Tuesday, February 24, 2009

The Adventures of Tom and Huck

Grandchildren and Twisted Lips
By Beth Quinn

With the arrival of grandchildren, one tumbling into life after another now, the dogs in our family have had to trade in their erstwhile peaceful existence for one fraught with excitement and some danger.
None of the children actually means to cause a dog any harm, with the possible exception of our 2-year-old granddaughter Devon, whom I recently caught standing face to face with Tom, our yellow Lab. She had his lips gripped firmly in her little hands, and she was twisting them backwards, causing Tom to have a most peculiar and unnatural smile on his face.
Tom rolled his eyes toward me in a mute plea for help. He dared not move a muscle lest she tighten her lip grip. I saved him from the enfant terrible, and he will forever love me for my intervention – and for the time-out Devon had to serve in hopes that she will reform.
(She claimed she was “thorry” and they kissed and made up, but I suspect she will have to serve a few more time-outs before she fully embraces the notion that she’s never allowed to hurt a dog.)
That Tom, he’s a good dog. All the Labs in our extended family are – Tom and Huckleberry, Gus and Little Mac. Not one of them would harm a child no matter what body part that child poked or prodded or twisted.

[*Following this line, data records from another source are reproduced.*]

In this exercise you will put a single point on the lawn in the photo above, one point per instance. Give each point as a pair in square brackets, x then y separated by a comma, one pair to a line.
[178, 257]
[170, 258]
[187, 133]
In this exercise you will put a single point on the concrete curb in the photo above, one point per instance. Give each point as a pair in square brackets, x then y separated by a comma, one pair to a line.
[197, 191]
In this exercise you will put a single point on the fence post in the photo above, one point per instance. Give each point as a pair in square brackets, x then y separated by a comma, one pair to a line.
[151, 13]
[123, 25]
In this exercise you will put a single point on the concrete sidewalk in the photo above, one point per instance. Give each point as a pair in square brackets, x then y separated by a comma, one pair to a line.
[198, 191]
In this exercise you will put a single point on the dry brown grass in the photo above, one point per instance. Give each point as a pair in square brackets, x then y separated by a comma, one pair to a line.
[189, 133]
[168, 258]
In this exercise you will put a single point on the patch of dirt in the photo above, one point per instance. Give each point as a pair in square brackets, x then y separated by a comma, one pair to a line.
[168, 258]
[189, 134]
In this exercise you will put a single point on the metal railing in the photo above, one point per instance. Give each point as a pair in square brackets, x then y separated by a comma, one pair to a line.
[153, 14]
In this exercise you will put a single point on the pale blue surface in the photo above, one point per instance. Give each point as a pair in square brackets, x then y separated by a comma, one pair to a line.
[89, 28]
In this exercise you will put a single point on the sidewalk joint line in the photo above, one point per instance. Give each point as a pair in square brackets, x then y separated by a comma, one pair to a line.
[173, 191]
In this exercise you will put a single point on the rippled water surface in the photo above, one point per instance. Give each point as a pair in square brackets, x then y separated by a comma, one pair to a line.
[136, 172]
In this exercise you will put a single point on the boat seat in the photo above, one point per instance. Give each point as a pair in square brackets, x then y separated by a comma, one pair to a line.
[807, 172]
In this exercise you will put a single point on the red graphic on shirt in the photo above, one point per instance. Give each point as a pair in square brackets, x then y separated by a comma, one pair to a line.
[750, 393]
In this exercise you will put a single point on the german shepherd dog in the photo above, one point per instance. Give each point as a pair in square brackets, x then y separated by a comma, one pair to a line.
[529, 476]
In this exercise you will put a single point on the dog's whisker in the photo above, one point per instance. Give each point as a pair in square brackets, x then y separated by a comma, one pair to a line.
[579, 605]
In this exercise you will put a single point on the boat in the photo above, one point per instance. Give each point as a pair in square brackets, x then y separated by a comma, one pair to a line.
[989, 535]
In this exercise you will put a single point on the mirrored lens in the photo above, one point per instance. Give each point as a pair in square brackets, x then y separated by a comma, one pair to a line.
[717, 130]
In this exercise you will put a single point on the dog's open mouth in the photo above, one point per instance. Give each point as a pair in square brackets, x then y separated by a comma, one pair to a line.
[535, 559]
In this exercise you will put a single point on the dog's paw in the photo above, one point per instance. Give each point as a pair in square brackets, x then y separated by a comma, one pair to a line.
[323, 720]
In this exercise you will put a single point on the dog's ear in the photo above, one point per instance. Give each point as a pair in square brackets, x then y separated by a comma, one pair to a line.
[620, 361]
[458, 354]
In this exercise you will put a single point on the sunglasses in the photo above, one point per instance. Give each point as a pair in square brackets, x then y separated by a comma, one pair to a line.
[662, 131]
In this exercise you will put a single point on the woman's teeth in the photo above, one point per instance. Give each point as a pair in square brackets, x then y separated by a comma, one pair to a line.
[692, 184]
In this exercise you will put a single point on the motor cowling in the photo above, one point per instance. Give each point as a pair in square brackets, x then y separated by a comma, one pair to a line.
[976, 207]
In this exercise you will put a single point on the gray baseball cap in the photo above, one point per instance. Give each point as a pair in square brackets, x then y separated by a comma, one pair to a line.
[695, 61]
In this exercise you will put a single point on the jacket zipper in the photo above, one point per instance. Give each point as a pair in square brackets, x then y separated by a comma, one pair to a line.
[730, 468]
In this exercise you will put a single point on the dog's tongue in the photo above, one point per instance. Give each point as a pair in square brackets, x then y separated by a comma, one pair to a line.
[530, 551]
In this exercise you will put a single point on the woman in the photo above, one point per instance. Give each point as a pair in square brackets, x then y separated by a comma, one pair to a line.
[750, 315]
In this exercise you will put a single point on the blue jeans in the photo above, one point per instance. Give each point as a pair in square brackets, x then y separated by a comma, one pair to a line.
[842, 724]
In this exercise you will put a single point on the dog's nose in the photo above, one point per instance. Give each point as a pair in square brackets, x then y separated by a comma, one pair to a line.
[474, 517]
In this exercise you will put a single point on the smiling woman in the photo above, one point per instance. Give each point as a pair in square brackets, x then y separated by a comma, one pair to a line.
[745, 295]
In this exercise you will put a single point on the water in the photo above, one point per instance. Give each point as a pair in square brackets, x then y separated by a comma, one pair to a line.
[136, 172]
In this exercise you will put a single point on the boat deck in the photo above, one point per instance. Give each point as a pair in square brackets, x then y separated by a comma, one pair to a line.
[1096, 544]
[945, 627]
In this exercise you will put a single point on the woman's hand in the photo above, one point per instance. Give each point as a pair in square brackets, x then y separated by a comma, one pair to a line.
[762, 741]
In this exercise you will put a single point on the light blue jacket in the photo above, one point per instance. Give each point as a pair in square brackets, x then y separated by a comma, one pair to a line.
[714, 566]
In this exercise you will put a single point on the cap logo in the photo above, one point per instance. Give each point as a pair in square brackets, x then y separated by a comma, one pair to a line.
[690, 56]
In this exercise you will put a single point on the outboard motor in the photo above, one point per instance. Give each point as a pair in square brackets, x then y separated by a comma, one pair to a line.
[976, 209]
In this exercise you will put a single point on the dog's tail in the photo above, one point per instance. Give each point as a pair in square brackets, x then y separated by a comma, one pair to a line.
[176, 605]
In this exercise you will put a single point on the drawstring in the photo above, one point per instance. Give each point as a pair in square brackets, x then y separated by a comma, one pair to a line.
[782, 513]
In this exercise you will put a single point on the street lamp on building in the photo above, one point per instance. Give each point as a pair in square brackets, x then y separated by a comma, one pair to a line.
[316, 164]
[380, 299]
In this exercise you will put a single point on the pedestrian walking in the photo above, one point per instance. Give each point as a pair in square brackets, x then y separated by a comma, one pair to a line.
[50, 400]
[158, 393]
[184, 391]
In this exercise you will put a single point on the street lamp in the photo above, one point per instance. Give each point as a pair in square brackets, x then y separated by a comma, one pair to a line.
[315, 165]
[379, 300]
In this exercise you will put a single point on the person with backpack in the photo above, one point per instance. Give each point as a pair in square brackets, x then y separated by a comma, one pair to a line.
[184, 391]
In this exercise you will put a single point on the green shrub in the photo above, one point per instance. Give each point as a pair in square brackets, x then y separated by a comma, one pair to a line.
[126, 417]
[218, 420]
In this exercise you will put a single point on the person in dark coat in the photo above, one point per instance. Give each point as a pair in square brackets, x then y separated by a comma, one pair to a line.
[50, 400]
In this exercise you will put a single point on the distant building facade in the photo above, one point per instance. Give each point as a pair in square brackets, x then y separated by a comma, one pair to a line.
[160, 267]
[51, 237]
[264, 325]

Soon after the lip-gripping incident, I watched the care Tom took with Devon when she climbed onto his back to play horsey. Tom slowly lowered himself to the floor, then gently rolled over onto his side to unseat her.
She had to serve time for that infraction, too. No riding the dogs, I told her. Again, she was “thorry” although she stuck out her lower lip to pout for the duration of her sentence this time. I sensed she thought my rules were “thupid.”
But the dogs also manage to inflict punishments of their own, though I’m certain they don’t mean to. Huck’s tail, after all, is just the height of a toddler’s eyes, and there’s no managing the thing once it’s revved up to full wag speed. Devon has developed a defensive blink when she’s in the same room with a dog. Her older cousin Sam did, too, during his own toddlerhood.
Now Sam has twin baby brothers, and the wagging Lab tails have created a problem of a different sort. The babies were premature, weighing in at 1 pound and change, each barely bigger than an ear of corn. They had to finish cooking at the hospital, and when they were finally sent home a couple of months ago, they arrived with oxygen tanks and monitors and tubes and wires.
My son’s house looks like a nearby hospital exploded and rained durable medical supplies into their living room.
The Labs went into nanny mode when the babies got home. There isn’t a Lab on this earth who doesn’t get involved when a baby is in the house. Sit down with a twin and a bottle, and there’s Gus on the couch next to you, resting his chin on your shoulder to supervise the meal. I’m sure Gus would remind me to burp a baby if I forgot to.
And Little Mac. Well, the very prospect of a lickable baby in the house – two lickable babies! – brings out the whirling dervish in him and sets his tail wagging faster than you can see it moving. It practically hums.
Therein lies the problem, of course, when there are wires all over the place connecting two babies to oxygen and monitors. After Little Mac has been through the room, it’s not uncommon to discover a wire just dangling there, just hanging from a twin, unmoored from an oxygen tank by the swipe of a dog tail.
Oh my, we say when someone discovers an unattached wire. Who’s not getting oxygen? Is there a twin turning blue in here?
Fortunately, neither Austin nor Bryce has ever turned blue and, really, they don’t seem to need the oxygen all that much. Still, Little Mac gets a time-out of his own whenever this happens, banished to the yard to wear out his exuberance by chasing a squirrel or two.
And while a Lab never pouts while serving his time, I’m certain that, on some level, he’s “thorry” too.